Merge branch 'main' into array-comparator

KRRT7 · web-flow · commit 4b41d1480f13 · 2025-05-12T18:32:51.000-07:00
diff --git a/.github/workflows/end-to-end-test-init-optim.yaml b/.github/workflows/end-to-end-test-init-optim.yaml
@@ -20,7 +20,7 @@ jobs:
       COLUMNS: 110
       MAX_RETRIES: 3
       RETRY_DELAY: 5
-      EXPECTED_IMPROVEMENT_PCT: 300
+      EXPECTED_IMPROVEMENT_PCT: 30
       CODEFLASH_END_TO_END: 1
     steps:
       - name: 🛎️ Checkout
diff --git a/codeflash/api/aiservice.py b/codeflash/api/aiservice.py
@@ -1,5 +1,7 @@
 from __future__ import annotations
 
+import time
+
 import json
 import os
 import platform
@@ -95,6 +97,7 @@ def optimize_python_code(
         - List[OptimizationCandidate]: A list of Optimization Candidates.
 
         """
+        start_time = time.perf_counter()
         payload = {
             "source_code": source_code,
             "dependency_code": dependency_code,
@@ -118,6 +121,8 @@ def optimize_python_code(
             optimizations_json = response.json()["optimizations"]
             logger.info(f"Generated {len(optimizations_json)} candidates.")

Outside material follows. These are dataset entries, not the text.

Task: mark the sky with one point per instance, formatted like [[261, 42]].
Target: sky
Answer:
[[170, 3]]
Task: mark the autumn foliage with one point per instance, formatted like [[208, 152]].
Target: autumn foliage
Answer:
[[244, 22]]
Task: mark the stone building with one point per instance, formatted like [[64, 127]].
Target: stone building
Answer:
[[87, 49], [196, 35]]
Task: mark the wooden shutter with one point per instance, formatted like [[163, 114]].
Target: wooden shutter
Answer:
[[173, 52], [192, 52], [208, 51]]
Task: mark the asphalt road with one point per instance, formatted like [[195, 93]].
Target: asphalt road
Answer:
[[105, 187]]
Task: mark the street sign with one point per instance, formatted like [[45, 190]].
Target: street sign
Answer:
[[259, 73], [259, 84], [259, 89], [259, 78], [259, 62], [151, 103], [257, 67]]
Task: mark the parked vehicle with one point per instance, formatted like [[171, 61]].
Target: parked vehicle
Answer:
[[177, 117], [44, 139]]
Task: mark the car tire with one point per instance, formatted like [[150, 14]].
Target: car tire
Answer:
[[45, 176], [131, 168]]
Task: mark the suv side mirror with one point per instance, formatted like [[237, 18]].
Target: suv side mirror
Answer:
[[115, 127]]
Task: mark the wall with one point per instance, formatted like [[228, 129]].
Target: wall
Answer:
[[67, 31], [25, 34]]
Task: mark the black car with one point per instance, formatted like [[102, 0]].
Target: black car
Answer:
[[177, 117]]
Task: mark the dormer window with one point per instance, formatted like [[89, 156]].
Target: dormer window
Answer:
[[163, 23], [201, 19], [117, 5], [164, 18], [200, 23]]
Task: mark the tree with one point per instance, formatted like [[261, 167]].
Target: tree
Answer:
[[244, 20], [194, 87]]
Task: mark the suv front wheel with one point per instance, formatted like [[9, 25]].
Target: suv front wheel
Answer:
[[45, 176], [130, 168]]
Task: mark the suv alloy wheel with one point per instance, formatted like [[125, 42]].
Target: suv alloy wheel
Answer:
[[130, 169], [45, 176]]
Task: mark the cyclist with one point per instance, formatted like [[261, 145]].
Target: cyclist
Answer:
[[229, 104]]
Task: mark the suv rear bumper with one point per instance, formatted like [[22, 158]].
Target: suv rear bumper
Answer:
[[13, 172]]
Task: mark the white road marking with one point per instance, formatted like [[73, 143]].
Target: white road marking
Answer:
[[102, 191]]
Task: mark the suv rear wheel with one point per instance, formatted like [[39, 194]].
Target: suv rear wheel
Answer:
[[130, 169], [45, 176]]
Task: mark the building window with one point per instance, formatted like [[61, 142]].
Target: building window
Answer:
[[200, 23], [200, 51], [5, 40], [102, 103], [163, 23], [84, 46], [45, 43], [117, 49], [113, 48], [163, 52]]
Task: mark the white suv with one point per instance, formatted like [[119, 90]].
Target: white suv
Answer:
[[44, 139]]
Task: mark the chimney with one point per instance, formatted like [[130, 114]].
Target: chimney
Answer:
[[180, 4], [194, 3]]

             console.rule()
+            end_time = time.perf_counter()
+            logger.debug(f"Optimization took {end_time - start_time:.2f} seconds.")
             return [
                 OptimizedCandidate(
                     source_code=opt["source_code"],
diff --git a/codeflash/context/code_context_extractor.py b/codeflash/context/code_context_extractor.py
@@ -217,7 +217,9 @@ def extract_code_string_context_from_files(
             continue
         try:
             qualified_helper_function_names = {func.qualified_name for func in helper_function_sources}
-            code_without_unused_defs = remove_unused_definitions_by_function_names(original_code, qualified_helper_function_names)
+            code_without_unused_defs = remove_unused_definitions_by_function_names(
+                original_code, qualified_helper_function_names
+            )
             code_context = parse_code_and_prune_cst(
                 code_without_unused_defs, code_context_type, set(), qualified_helper_function_names, remove_docstrings
             )
@@ -325,7 +327,9 @@ def extract_code_markdown_context_from_files(
             continue
         try:
             qualified_helper_function_names = {func.qualified_name for func in helper_function_sources}
-            code_without_unused_defs = remove_unused_definitions_by_function_names(original_code, qualified_helper_function_names)
+            code_without_unused_defs = remove_unused_definitions_by_function_names(
+                original_code, qualified_helper_function_names
+            )
             code_context = parse_code_and_prune_cst(
                 code_without_unused_defs, code_context_type, set(), qualified_helper_function_names, remove_docstrings
             )
@@ -403,12 +407,8 @@ def get_function_sources_from_jedi(
             for name in names:
                 try:
                     definitions: list[Name] = name.goto(follow_imports=True, follow_builtin_imports=False)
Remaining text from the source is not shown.